Autopilot Deep Dive

This page covers the internals of the /run autopilot mode — how waves are structured, how continuity works between agent sessions, how the system decides when to stop, and how evidence is tracked end to end.

The Ralph-Wiggum Pattern

Claude Code sessions are stateless between invocations. The autopilot needs to run multiple waves, but each wave can exhaust the context window or hit session limits. The solution is the Ralph-Wiggum pattern: the plugin uses the Claude Code Stop hook to trigger continuation.

Here is how it works:

The /run command starts Wave 1 and processes a batch of tickets.
At the end of the wave, the agent writes state to .ralph/autopilot-state.json and exits.
The Stop hook fires, reads the state file, checks for circuit breakers, and — if more waves remain — automatically starts a new Claude Code session with the /run command and a --resume flag.
The new session reads the state file, picks up where the previous wave left off, and begins the next wave.
This repeats until a circuit breaker trips or max-waves is reached.

The name “Ralph-Wiggum” is a lighthearted internal reference — the agent keeps getting back up and continuing, wave after wave, with cheerful persistence.

Wave Structure

Each wave follows a fixed sequence:

┌─────────────┐
│   Triage     │  Fetch bugs, run garbage filter, score survivors
└──────┬──────┘
       ▼
┌─────────────┐
│  Fix Top N   │  Run /fix on the N highest-scored tickets
└──────┬──────┘
       ▼
┌─────────────┐
│  Push All    │  Ensure all branches pushed, all PRs opened
└──────┬──────┘
       ▼
┌─────────────┐
│ Wave Summary │  Log results: passed, failed, skipped
└──────┬──────┘
       ▼
┌─────────────┐
│  Continue?   │  Check circuit breakers → next wave or stop
└─────────────┘

Triage Phase

At the start of each wave, the full backlog is re-triaged. This ensures that:

Tickets fixed in previous waves are no longer in the backlog.
New tickets submitted between waves are picked up.
Priority scores reflect the current state of the codebase.

Fix Phase

Tickets are fixed sequentially, not in parallel. This is intentional:

Each fix can change the codebase, which affects subsequent investigations.
Sequential execution avoids merge conflicts between simultaneous branches.
Evidence chains are cleaner when commits are ordered.

Push Phase

After all fixes in the wave are complete, the agent ensures every branch has been pushed and every PR has been opened. This is a safety net — individual /fix runs push their own branches, but the wave-level push catches any that were deferred.

Summary Phase

The wave summary is logged both locally and as a Mentu evidence entry on a wave-level commitment. It includes:

Number of tickets attempted.
Number passed (PR opened).
Number failed (build failure, investigation dead-end).
Number skipped (already claimed by another agent).
Wall-clock time for the wave.

Circuit Breakers

The autopilot will stop early under two conditions:

Empty Wave Breaker

If 2 consecutive waves produce zero successful fixes, the autopilot stops. This indicates one of:

The backlog is empty (all bugs triaged out).
All remaining bugs are unfixable by the current agent (T3+ complexity, missing context, etc.).
An environmental issue is preventing fixes (build broken, API down).

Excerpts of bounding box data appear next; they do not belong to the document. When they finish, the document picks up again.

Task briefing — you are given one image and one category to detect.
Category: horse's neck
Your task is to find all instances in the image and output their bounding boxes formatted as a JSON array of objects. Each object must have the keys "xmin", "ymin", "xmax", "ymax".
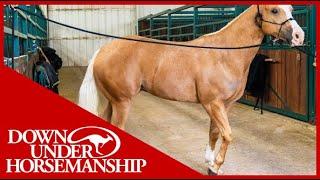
[{"xmin": 195, "ymin": 6, "xmax": 264, "ymax": 75}]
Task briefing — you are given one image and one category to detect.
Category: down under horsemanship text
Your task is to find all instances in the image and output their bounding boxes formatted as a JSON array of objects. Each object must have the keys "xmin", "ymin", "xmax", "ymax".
[{"xmin": 6, "ymin": 128, "xmax": 147, "ymax": 173}]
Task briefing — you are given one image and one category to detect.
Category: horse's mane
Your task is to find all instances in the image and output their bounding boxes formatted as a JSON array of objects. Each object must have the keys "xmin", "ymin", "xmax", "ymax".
[{"xmin": 201, "ymin": 7, "xmax": 250, "ymax": 37}]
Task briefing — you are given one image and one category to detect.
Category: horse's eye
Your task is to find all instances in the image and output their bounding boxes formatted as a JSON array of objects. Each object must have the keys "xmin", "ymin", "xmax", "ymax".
[{"xmin": 271, "ymin": 9, "xmax": 278, "ymax": 14}]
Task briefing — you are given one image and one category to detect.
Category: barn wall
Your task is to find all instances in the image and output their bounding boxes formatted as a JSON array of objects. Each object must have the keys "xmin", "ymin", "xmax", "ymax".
[{"xmin": 48, "ymin": 5, "xmax": 136, "ymax": 66}]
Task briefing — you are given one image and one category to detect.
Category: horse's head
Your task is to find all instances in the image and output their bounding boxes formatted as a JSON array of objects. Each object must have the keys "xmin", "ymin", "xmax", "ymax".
[{"xmin": 256, "ymin": 5, "xmax": 304, "ymax": 46}]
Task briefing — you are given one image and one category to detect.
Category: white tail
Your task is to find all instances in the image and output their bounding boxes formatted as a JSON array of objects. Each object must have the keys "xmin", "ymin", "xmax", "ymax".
[{"xmin": 78, "ymin": 49, "xmax": 100, "ymax": 115}]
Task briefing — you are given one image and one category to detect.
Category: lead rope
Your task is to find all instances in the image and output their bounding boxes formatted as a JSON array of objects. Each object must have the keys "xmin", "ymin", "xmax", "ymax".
[
  {"xmin": 13, "ymin": 7, "xmax": 272, "ymax": 50},
  {"xmin": 10, "ymin": 5, "xmax": 315, "ymax": 57}
]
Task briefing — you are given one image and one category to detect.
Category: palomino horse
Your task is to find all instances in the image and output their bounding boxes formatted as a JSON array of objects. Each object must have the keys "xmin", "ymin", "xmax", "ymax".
[{"xmin": 79, "ymin": 5, "xmax": 304, "ymax": 174}]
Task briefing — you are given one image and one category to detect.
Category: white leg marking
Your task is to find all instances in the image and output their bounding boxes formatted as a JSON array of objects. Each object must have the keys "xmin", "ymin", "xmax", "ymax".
[{"xmin": 205, "ymin": 145, "xmax": 215, "ymax": 166}]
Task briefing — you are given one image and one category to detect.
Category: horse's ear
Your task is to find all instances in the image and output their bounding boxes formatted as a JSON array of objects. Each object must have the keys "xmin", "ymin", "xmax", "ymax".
[{"xmin": 255, "ymin": 13, "xmax": 262, "ymax": 28}]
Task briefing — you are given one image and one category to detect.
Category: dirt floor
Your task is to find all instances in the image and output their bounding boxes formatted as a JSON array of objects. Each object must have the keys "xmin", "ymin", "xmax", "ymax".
[{"xmin": 59, "ymin": 67, "xmax": 316, "ymax": 175}]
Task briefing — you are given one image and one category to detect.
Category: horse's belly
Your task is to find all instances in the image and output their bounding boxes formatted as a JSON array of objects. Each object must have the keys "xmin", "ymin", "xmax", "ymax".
[{"xmin": 147, "ymin": 73, "xmax": 198, "ymax": 102}]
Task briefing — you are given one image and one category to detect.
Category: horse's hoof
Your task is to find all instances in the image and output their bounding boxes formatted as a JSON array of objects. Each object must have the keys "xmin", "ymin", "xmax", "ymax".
[{"xmin": 208, "ymin": 168, "xmax": 218, "ymax": 176}]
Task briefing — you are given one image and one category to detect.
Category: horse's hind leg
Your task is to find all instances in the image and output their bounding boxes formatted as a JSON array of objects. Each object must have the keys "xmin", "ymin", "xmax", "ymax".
[
  {"xmin": 205, "ymin": 120, "xmax": 220, "ymax": 166},
  {"xmin": 111, "ymin": 99, "xmax": 132, "ymax": 130},
  {"xmin": 204, "ymin": 101, "xmax": 232, "ymax": 175},
  {"xmin": 102, "ymin": 102, "xmax": 112, "ymax": 122}
]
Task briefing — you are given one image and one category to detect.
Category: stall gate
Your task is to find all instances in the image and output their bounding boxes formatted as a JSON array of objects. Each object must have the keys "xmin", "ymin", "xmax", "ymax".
[
  {"xmin": 3, "ymin": 5, "xmax": 47, "ymax": 74},
  {"xmin": 138, "ymin": 5, "xmax": 316, "ymax": 123}
]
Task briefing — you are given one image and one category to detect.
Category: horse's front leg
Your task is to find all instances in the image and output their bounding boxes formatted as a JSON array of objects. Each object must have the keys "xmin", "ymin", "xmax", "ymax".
[{"xmin": 203, "ymin": 100, "xmax": 232, "ymax": 175}]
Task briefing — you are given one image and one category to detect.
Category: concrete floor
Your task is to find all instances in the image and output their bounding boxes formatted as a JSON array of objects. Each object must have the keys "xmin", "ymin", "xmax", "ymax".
[{"xmin": 59, "ymin": 68, "xmax": 316, "ymax": 175}]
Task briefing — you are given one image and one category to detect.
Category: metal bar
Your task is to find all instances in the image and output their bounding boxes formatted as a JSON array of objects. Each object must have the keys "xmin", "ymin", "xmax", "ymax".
[
  {"xmin": 168, "ymin": 6, "xmax": 193, "ymax": 14},
  {"xmin": 167, "ymin": 14, "xmax": 172, "ymax": 41},
  {"xmin": 150, "ymin": 9, "xmax": 171, "ymax": 18},
  {"xmin": 192, "ymin": 7, "xmax": 199, "ymax": 39},
  {"xmin": 10, "ymin": 6, "xmax": 15, "ymax": 69},
  {"xmin": 151, "ymin": 27, "xmax": 167, "ymax": 32},
  {"xmin": 171, "ymin": 23, "xmax": 193, "ymax": 29}
]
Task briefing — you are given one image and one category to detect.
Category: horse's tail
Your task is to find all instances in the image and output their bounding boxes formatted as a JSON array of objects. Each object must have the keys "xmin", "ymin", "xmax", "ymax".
[{"xmin": 78, "ymin": 50, "xmax": 99, "ymax": 115}]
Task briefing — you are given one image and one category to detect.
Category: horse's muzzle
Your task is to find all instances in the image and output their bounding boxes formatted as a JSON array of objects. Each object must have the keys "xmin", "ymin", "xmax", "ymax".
[{"xmin": 282, "ymin": 21, "xmax": 304, "ymax": 46}]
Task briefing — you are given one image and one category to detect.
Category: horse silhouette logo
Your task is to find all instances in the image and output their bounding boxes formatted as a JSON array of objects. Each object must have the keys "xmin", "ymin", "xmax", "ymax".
[{"xmin": 67, "ymin": 126, "xmax": 121, "ymax": 158}]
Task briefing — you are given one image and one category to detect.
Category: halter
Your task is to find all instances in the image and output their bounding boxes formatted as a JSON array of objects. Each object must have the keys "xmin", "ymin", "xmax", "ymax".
[{"xmin": 256, "ymin": 5, "xmax": 294, "ymax": 39}]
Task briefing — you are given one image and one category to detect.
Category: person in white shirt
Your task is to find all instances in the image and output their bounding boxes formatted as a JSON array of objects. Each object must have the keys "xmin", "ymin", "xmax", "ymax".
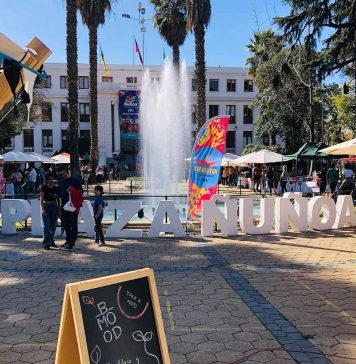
[
  {"xmin": 339, "ymin": 164, "xmax": 354, "ymax": 195},
  {"xmin": 26, "ymin": 165, "xmax": 37, "ymax": 193}
]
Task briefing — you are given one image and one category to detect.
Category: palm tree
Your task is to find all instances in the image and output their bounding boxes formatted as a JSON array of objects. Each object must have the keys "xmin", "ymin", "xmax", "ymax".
[
  {"xmin": 77, "ymin": 0, "xmax": 112, "ymax": 171},
  {"xmin": 66, "ymin": 0, "xmax": 80, "ymax": 177},
  {"xmin": 151, "ymin": 0, "xmax": 187, "ymax": 68},
  {"xmin": 246, "ymin": 29, "xmax": 282, "ymax": 77},
  {"xmin": 185, "ymin": 0, "xmax": 211, "ymax": 131}
]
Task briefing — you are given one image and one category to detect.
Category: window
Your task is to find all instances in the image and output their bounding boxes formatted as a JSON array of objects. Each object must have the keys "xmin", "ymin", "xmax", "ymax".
[
  {"xmin": 209, "ymin": 105, "xmax": 219, "ymax": 119},
  {"xmin": 42, "ymin": 104, "xmax": 52, "ymax": 122},
  {"xmin": 262, "ymin": 134, "xmax": 269, "ymax": 145},
  {"xmin": 23, "ymin": 129, "xmax": 35, "ymax": 150},
  {"xmin": 226, "ymin": 105, "xmax": 236, "ymax": 124},
  {"xmin": 244, "ymin": 105, "xmax": 253, "ymax": 124},
  {"xmin": 209, "ymin": 78, "xmax": 219, "ymax": 91},
  {"xmin": 3, "ymin": 137, "xmax": 15, "ymax": 150},
  {"xmin": 42, "ymin": 129, "xmax": 53, "ymax": 148},
  {"xmin": 59, "ymin": 76, "xmax": 68, "ymax": 88},
  {"xmin": 226, "ymin": 131, "xmax": 236, "ymax": 150},
  {"xmin": 243, "ymin": 131, "xmax": 252, "ymax": 148},
  {"xmin": 61, "ymin": 102, "xmax": 68, "ymax": 122},
  {"xmin": 62, "ymin": 129, "xmax": 69, "ymax": 149},
  {"xmin": 126, "ymin": 77, "xmax": 137, "ymax": 83},
  {"xmin": 79, "ymin": 104, "xmax": 90, "ymax": 122},
  {"xmin": 43, "ymin": 75, "xmax": 52, "ymax": 88},
  {"xmin": 192, "ymin": 78, "xmax": 197, "ymax": 91},
  {"xmin": 244, "ymin": 80, "xmax": 253, "ymax": 92},
  {"xmin": 192, "ymin": 105, "xmax": 197, "ymax": 124},
  {"xmin": 79, "ymin": 76, "xmax": 89, "ymax": 88},
  {"xmin": 79, "ymin": 130, "xmax": 90, "ymax": 138},
  {"xmin": 226, "ymin": 80, "xmax": 236, "ymax": 92},
  {"xmin": 101, "ymin": 76, "xmax": 112, "ymax": 83}
]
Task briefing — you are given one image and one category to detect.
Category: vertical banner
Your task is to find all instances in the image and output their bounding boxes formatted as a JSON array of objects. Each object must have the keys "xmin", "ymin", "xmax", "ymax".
[
  {"xmin": 187, "ymin": 116, "xmax": 230, "ymax": 221},
  {"xmin": 119, "ymin": 90, "xmax": 140, "ymax": 140}
]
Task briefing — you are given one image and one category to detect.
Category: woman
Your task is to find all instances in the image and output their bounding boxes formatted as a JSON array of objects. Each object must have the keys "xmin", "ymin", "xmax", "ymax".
[
  {"xmin": 339, "ymin": 164, "xmax": 354, "ymax": 195},
  {"xmin": 40, "ymin": 175, "xmax": 60, "ymax": 250}
]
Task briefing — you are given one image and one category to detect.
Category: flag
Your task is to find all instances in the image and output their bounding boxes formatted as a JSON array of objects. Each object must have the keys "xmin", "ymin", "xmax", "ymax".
[
  {"xmin": 135, "ymin": 38, "xmax": 143, "ymax": 66},
  {"xmin": 100, "ymin": 46, "xmax": 110, "ymax": 73},
  {"xmin": 187, "ymin": 116, "xmax": 229, "ymax": 221}
]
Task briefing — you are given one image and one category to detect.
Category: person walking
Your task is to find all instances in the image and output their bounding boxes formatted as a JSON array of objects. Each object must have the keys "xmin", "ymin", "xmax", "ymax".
[
  {"xmin": 266, "ymin": 166, "xmax": 274, "ymax": 196},
  {"xmin": 26, "ymin": 164, "xmax": 37, "ymax": 194},
  {"xmin": 58, "ymin": 169, "xmax": 83, "ymax": 250},
  {"xmin": 326, "ymin": 163, "xmax": 339, "ymax": 196},
  {"xmin": 94, "ymin": 185, "xmax": 105, "ymax": 246},
  {"xmin": 40, "ymin": 175, "xmax": 60, "ymax": 250},
  {"xmin": 280, "ymin": 166, "xmax": 289, "ymax": 196}
]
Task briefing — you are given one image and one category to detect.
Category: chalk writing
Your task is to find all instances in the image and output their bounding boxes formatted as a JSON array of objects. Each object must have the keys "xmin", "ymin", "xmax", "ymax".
[
  {"xmin": 90, "ymin": 345, "xmax": 101, "ymax": 364},
  {"xmin": 116, "ymin": 286, "xmax": 149, "ymax": 320},
  {"xmin": 96, "ymin": 301, "xmax": 122, "ymax": 343},
  {"xmin": 132, "ymin": 330, "xmax": 160, "ymax": 364}
]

The threshold is 2 (not 1) to tolerate a single bad wave caused by transient issues.

Max Waves Breaker

When --max-waves N is reached, the autopilot stops regardless of remaining backlog. The default is 5 waves. This prevents runaway automation and keeps resource usage predictable.

State Persistence

Local State: `.ralph/autopilot-state.json`

The local state file is a resume cache, not the source of truth. It contains:

{
  "version": 1,
  "currentWave": 3,
  "maxWaves": 5,
  "batchSize": 5,
  "completedWaves": [
    {
      "wave": 1,
      "passed": ["mem_a8f...", "mem_b4d..."],
      "failed": ["mem_c1a..."],
      "skipped": [],
      "durationMs": 124000
    },
    {
      "wave": 2,
      "passed": ["mem_d7e...", "mem_e9c...", "mem_f0b..."],
      "failed": [],
      "skipped": [],
      "durationMs": 187000
    }
  ],
  "consecutiveEmptyWaves": 0,
  "startedAt": "2025-01-15T10:30:00Z",
  "lastUpdatedAt": "2025-01-15T10:35:24Z"
}

If this file is deleted, the autopilot can reconstruct state from Mentu by querying recent commitments. The file exists purely for fast resume without API calls.

Source of Truth: Mentu Ledger

The Mentu commitment ledger is the authoritative record. Every action taken by the autopilot is recorded as a commitment operation:

commit — ticket planned.
claim — ticket being worked on.
evidence(progress) — intermediate steps captured.
evidence(build) — build result captured.
evidence(pr) — PR URL captured.
submit(pass) — fix shipped successfully.
submit(fail) — fix attempted but failed, with reason.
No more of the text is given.